6 / then
i am so sorry for updating so late, i've been so busy with school and my internship i haven't found any time to write at all ;-;
but yes pls leave ur comments ilysm thank u for reading <3
*
Nick Peterson looks out the single window from the living room. It's sunny.
It's a sunny day when Kaia leaves the apartment, boxes all over their living room.
Ah, no. His living room.
Like in movies, or like apples falling from a tree—the beginning of its existence also means moments leading to its end. Sometimes, they're good, sometimes they're not. Nick and Kaia talked about it last night, and they both agreed this ending was good.

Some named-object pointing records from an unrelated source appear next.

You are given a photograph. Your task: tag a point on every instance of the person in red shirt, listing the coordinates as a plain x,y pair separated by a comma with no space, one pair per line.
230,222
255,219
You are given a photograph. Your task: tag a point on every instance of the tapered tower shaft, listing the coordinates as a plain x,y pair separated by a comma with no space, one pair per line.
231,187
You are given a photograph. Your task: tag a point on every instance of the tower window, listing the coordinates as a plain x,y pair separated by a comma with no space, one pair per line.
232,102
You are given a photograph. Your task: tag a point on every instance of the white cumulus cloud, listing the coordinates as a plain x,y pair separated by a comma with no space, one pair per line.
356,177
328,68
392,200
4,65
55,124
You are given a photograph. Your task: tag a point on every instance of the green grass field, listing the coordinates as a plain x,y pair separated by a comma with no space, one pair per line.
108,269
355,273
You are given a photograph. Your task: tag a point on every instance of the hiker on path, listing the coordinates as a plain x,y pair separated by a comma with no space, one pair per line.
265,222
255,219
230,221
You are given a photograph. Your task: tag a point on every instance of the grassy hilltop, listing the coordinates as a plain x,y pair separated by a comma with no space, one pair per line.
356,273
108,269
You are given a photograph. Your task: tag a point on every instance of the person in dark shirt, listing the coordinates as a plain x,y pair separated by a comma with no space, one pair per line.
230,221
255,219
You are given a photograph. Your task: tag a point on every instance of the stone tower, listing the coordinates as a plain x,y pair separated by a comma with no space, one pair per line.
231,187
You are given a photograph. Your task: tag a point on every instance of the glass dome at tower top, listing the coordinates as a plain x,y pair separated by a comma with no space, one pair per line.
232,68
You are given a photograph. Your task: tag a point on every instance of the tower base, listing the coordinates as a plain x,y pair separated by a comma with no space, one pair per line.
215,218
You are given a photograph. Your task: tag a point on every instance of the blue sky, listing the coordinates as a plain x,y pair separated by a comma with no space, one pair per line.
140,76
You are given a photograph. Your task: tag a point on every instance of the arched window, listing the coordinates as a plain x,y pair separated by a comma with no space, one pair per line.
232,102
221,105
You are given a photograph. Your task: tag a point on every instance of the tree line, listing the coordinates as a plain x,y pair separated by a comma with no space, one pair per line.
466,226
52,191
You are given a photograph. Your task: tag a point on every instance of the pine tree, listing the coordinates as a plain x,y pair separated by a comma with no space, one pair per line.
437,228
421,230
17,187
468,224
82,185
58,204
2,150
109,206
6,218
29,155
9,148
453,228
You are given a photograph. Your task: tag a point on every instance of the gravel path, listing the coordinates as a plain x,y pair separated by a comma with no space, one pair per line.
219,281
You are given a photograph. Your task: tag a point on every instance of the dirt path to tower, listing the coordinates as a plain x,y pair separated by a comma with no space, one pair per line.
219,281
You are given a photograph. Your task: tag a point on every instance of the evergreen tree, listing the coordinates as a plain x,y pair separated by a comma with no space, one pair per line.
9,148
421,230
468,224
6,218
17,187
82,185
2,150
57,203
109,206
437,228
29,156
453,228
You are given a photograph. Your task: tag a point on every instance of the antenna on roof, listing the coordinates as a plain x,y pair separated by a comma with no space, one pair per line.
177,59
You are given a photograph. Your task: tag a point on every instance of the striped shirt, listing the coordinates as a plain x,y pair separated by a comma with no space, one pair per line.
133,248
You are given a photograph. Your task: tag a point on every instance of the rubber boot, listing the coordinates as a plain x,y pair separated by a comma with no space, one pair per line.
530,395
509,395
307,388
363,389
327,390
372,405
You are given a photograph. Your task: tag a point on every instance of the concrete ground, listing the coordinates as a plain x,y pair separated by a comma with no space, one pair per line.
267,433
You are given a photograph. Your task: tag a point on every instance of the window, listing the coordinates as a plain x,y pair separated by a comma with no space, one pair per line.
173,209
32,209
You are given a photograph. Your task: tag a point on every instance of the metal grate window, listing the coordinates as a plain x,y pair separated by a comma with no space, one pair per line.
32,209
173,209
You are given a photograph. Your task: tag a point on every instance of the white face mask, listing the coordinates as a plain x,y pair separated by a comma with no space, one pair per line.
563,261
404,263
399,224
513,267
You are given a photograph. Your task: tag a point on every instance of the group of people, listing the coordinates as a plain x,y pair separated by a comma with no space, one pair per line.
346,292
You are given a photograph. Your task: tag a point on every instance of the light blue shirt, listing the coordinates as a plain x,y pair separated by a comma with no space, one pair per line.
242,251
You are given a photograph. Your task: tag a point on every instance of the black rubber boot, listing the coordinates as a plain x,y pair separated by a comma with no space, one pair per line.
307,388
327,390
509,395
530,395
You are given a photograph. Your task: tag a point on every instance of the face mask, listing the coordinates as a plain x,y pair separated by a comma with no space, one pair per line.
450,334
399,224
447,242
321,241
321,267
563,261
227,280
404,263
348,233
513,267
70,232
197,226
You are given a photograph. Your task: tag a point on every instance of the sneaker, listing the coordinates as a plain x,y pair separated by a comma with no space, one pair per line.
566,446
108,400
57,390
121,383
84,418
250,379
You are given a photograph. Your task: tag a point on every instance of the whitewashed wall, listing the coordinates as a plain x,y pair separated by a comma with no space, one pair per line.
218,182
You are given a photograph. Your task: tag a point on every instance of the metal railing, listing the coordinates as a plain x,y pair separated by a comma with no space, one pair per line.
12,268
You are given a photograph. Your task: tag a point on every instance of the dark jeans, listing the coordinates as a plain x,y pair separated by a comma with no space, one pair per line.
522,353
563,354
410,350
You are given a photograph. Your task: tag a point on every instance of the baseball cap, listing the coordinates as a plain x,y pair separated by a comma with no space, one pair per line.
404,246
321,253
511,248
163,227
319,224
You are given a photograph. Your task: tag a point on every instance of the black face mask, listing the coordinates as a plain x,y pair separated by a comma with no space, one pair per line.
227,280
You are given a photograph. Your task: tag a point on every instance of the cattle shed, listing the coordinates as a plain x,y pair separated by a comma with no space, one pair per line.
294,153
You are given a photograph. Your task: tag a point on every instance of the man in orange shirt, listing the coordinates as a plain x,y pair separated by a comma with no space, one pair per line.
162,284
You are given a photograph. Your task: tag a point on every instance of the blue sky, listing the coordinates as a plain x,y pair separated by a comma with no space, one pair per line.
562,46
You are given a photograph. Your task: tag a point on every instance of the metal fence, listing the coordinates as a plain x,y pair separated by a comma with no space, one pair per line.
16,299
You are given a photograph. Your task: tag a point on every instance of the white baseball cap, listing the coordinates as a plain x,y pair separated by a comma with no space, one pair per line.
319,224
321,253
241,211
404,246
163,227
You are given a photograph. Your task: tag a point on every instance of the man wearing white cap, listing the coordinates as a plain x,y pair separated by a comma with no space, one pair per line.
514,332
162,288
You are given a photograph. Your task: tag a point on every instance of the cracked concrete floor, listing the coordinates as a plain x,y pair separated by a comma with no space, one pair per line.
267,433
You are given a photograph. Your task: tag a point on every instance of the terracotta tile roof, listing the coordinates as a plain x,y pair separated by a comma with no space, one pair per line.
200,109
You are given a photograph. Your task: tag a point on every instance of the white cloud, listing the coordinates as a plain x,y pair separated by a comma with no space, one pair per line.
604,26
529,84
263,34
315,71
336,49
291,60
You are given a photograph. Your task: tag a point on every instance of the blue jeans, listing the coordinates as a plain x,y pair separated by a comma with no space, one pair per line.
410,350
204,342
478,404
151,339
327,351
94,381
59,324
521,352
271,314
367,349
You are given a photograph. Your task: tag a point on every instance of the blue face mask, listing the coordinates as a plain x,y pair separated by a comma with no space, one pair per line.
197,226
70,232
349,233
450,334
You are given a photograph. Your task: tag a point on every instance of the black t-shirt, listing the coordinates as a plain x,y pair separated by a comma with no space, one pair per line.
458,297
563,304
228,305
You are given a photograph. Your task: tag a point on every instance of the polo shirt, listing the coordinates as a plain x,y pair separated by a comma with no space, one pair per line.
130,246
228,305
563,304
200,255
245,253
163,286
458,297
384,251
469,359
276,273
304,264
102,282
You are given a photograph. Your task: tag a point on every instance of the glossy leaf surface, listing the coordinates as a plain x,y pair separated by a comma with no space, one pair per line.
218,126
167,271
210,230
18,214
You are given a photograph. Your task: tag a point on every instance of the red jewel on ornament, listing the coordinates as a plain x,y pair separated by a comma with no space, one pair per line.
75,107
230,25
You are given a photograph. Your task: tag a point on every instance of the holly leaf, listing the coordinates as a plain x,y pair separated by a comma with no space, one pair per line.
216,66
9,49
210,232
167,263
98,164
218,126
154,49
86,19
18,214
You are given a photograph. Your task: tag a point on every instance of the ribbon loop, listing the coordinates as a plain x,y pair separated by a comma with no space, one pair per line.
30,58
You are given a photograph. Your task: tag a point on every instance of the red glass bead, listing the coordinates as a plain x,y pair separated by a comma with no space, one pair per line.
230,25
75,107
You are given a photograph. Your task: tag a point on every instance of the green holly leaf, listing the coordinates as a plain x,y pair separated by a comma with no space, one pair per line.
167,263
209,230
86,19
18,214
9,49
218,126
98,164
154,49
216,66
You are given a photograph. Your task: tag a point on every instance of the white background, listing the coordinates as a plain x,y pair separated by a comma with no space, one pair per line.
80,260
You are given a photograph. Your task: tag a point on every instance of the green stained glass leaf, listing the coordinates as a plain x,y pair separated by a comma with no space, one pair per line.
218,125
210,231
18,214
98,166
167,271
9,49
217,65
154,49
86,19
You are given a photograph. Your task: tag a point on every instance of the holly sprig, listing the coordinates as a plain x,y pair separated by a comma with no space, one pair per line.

But brushing past each other now, loading her boxes into her friend's truck, they both move away so subtly, and that's also an end.
"You're good?" he asks with a small smile, placing the last box on the flatbed and dusting off his hands.
Kaia nods, tucking her hair behind her ear. "Yeah. Thanks for helping." She sucks in a deep breath, wringing her hands together, and asks him, "It's not...it's not going to be weird, right? You're still my best friend, Nick."
Nick didn't know when he'd stopped loving Kaia. He didn't know when she did.
They're young, they're still in college, they're just about three years into a relationship—Nick's first relationship, and they moved in together too quickly, too hastily, too hopeless and blind to think about it more, too tied to each other—but they loved each other. Fiercely. Faithfully.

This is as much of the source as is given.